DoubleDown generates revenue from the sale of virtual gaming chips, rather than from customers betting with real money, which is prohibited across most of the United States.

But online gambling is now legal in Nevada and Delaware, while a number of other U.S. states are moving toward legalizing it after the Justice Department ruled in 2011 that only online betting on sporting contests was unlawful.

So far, the pace has been slow due partly to legislative delays and opposition, including from some big gaming industry players like Las Vegas Sands Chief Executive Sheldon Adelson, who has said he is morally opposed to online gambling.

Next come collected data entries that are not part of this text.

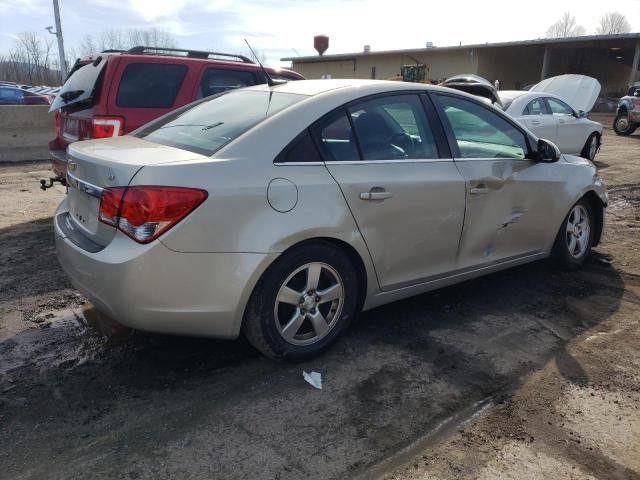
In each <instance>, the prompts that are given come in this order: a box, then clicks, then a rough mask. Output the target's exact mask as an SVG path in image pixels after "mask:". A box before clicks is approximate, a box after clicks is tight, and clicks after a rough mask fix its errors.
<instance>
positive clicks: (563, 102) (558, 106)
mask: <svg viewBox="0 0 640 480" xmlns="http://www.w3.org/2000/svg"><path fill="white" fill-rule="evenodd" d="M547 104H548V105H549V108H550V109H551V112H552V113H553V115H554V116H556V117H573V109H572V108H571V107H570V106H569V105H567V104H566V103H564V102H563V101H561V100H558V99H556V98H547Z"/></svg>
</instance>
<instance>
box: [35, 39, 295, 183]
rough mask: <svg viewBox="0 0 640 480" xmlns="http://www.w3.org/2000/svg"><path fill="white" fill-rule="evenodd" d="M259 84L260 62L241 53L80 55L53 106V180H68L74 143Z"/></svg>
mask: <svg viewBox="0 0 640 480" xmlns="http://www.w3.org/2000/svg"><path fill="white" fill-rule="evenodd" d="M266 70H267V72H268V73H269V76H270V77H271V78H273V79H274V80H302V79H304V77H302V76H301V75H299V74H297V73H295V72H293V71H290V70H277V69H273V68H266ZM261 83H267V80H266V78H265V75H264V73H263V72H262V68H261V67H260V65H258V64H256V63H254V62H252V61H251V60H249V59H248V58H246V57H244V56H242V55H232V54H227V53H217V52H201V51H192V50H177V49H169V48H151V47H134V48H132V49H131V50H127V51H113V50H107V51H104V52H102V53H98V54H95V55H89V56H86V57H83V58H80V59H78V60H77V61H76V63H75V65H74V66H73V68H72V70H71V72H70V73H69V76H68V77H67V80H66V82H65V84H64V86H63V87H62V88H61V89H60V92H59V93H58V95H57V96H56V98H55V100H54V102H53V104H52V105H51V110H50V111H53V112H54V123H55V130H56V138H55V139H54V140H52V141H51V142H49V151H50V153H51V155H52V156H53V160H52V164H53V171H54V172H55V174H56V179H55V180H59V181H63V182H64V176H65V173H66V163H67V162H66V157H67V155H66V148H67V145H69V144H70V143H72V142H76V141H78V140H88V139H92V138H105V137H115V136H117V135H124V134H126V133H129V132H131V131H133V130H135V129H136V128H138V127H140V126H141V125H144V124H145V123H148V122H150V121H151V120H153V119H155V118H157V117H159V116H161V115H164V114H165V113H167V112H169V111H171V110H173V109H175V108H177V107H180V106H182V105H185V104H187V103H190V102H193V101H194V100H197V99H199V98H202V97H207V96H209V95H214V94H216V93H219V92H222V91H224V90H228V89H231V88H238V87H245V86H249V85H255V84H261ZM52 180H54V179H52ZM42 182H43V186H44V180H43V181H42Z"/></svg>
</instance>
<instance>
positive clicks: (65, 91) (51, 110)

Ader, who heads Ader Investment Management LP, said Asia was a potential growth market for IGT. Macau, the world's largest casino market, generated $38 billion in annual gambling revenue in 2012, up from 13.5 percent a year earlier.

"There is a big opportunity to pursue growth in Macau and the Philippines in the electronic table games segment," he said.

He said he believed the DoubleDown acquisition put IGT in competition with some slot machine and systems customers, such as Caesars Entertainment Corp, MGM Resorts International and Station Casinos Inc.

Ader also said that IGT had compared DoubleDown to social gaming company Zynga Inc. In the letter, he wrote that Zynga's enterprise value had declined by more than 80 percent in the 12 months since IGT acquired DoubleDown.